Arriflex 765
- Variant models: Arriflex 765
- Manufacturer: Arri
- Introduced: 1989
- Gauge: 65 mm
- Weight: 32 kg/70 lbs with loaded 500'magazine
- Movement: dual registration pins and pulldown claws, 5-perf pulldown
- Speed: 2–100 frames per second
- Aperture plate: removable
- Motor: DC with quartz crystal control
- Operating noise level: MOS
- Indicators: speed, run, counter (ft or m), shutter angle, time code (user bit and sensitivity level), voltage, incorrect movement, asynchronous speed, low battery, film end
- Lens mount: Maxi PL Mount, 64 mm
- Lens control: Arri-style follow focus
- Shutter: reflex mirror; manual model stops at 15°, 30°, 45°, 60°, 75°, 90°, 105°, 120°, 135°, 144°, 172.8° and 180°
- Viewfinder: covers 65 mm
- Video assist: Integrated Video System (IVS) or IVS-2; Standard 0.5 inch CCD camera mountable through C-mount
- Ground glass: Interchangeable.

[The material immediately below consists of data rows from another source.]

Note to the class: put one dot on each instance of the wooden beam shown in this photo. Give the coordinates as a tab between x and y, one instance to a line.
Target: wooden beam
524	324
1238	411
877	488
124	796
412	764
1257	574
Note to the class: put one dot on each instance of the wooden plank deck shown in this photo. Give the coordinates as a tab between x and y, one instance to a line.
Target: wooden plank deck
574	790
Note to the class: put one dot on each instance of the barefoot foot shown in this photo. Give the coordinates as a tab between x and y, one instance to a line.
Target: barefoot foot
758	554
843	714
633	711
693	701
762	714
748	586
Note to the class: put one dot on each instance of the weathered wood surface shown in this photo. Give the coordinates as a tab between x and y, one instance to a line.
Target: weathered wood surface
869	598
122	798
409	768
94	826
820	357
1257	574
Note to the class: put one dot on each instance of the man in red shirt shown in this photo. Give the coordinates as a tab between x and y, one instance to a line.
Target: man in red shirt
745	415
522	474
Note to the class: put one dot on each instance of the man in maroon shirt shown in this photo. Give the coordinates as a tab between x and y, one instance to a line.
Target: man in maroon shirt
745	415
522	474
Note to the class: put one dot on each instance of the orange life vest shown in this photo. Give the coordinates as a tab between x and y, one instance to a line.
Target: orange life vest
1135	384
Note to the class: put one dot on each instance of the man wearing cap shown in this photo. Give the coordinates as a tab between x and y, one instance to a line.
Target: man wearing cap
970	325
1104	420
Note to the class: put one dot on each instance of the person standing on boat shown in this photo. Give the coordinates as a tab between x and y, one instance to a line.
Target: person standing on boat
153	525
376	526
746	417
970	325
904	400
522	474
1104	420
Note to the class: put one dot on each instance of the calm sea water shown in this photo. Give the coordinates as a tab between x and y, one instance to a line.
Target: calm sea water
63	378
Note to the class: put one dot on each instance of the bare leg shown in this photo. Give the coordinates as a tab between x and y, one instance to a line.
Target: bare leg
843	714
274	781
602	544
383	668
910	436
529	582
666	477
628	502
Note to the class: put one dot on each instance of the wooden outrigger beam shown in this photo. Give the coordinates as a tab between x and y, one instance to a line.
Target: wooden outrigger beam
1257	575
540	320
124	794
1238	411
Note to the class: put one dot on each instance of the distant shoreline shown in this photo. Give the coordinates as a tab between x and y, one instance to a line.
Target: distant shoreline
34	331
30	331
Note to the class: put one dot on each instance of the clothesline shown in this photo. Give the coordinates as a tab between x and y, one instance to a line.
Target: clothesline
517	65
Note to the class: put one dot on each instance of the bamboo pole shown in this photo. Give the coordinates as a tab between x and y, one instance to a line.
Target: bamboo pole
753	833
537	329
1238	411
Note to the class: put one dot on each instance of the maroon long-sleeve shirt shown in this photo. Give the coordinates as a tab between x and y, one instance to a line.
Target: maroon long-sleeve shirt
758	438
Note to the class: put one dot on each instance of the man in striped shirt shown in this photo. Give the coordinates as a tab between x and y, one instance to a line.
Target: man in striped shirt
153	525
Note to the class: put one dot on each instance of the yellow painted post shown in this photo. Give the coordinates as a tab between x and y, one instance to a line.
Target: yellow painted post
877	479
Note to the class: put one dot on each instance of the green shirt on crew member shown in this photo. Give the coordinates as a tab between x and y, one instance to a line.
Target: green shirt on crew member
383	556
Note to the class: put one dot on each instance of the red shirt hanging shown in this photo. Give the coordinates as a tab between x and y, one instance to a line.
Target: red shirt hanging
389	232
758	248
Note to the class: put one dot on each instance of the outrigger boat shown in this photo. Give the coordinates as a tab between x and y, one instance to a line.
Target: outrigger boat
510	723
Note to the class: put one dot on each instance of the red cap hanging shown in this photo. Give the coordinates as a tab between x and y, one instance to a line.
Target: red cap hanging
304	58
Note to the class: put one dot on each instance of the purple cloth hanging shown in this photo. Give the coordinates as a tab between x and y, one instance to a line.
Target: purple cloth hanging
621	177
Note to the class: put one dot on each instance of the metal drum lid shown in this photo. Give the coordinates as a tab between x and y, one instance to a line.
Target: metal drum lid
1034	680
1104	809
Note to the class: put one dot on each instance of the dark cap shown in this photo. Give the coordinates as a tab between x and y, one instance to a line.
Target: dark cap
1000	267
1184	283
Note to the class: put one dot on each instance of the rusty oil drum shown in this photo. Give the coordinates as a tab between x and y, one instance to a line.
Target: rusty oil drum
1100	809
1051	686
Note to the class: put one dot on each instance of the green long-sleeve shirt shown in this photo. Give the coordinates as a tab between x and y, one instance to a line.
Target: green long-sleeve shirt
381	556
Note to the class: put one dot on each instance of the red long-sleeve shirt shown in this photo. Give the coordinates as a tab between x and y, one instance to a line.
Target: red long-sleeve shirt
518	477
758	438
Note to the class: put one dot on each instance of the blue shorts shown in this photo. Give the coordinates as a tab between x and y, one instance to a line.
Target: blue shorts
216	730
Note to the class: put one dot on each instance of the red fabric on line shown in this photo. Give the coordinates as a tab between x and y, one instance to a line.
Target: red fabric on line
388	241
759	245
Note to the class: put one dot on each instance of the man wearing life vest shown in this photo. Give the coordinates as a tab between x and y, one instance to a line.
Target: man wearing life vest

Arriglow module available.
- Magazines: top-mounted, available in 500 ft (150 m), 1000 ft (300 m)
- Film cores: standard cores
- Matte boxes: Arriflex MB or LMB models, 19 mm rods
- Electronic accessories: 24 V
- Other accessories: lightweight follow focus (LFF), lightweight support rods, third party accessories
- Batteries: 24V
- Camera support: Arrihead, bridge plate, handgrip, shoulder set, shoulder cushion, underslung bracket for Steadicam

= Arriflex 765 =

65 mm movie camera by Arri

The Arriflex 765 is a 65 mm movie camera created by Arri in 1989.

==History==
The camera was conceptualized by Otto Blaschek, who had already engineered the Arriflex 35BL and the 35 III, for which he won the "Scientific and Engineering Award" of the Academy of Motion Pictures. The development of this camera started in 1983. The goal was to design a 65 mm movie camera, which was quiet enough to fit sync sound productions and had a similar ergonomy to 35 mm cameras, to answer the growing demand for 65 mm cameras. Other 65 mm cameras had noise production of up to 50 dBA, which made sound recording impossible.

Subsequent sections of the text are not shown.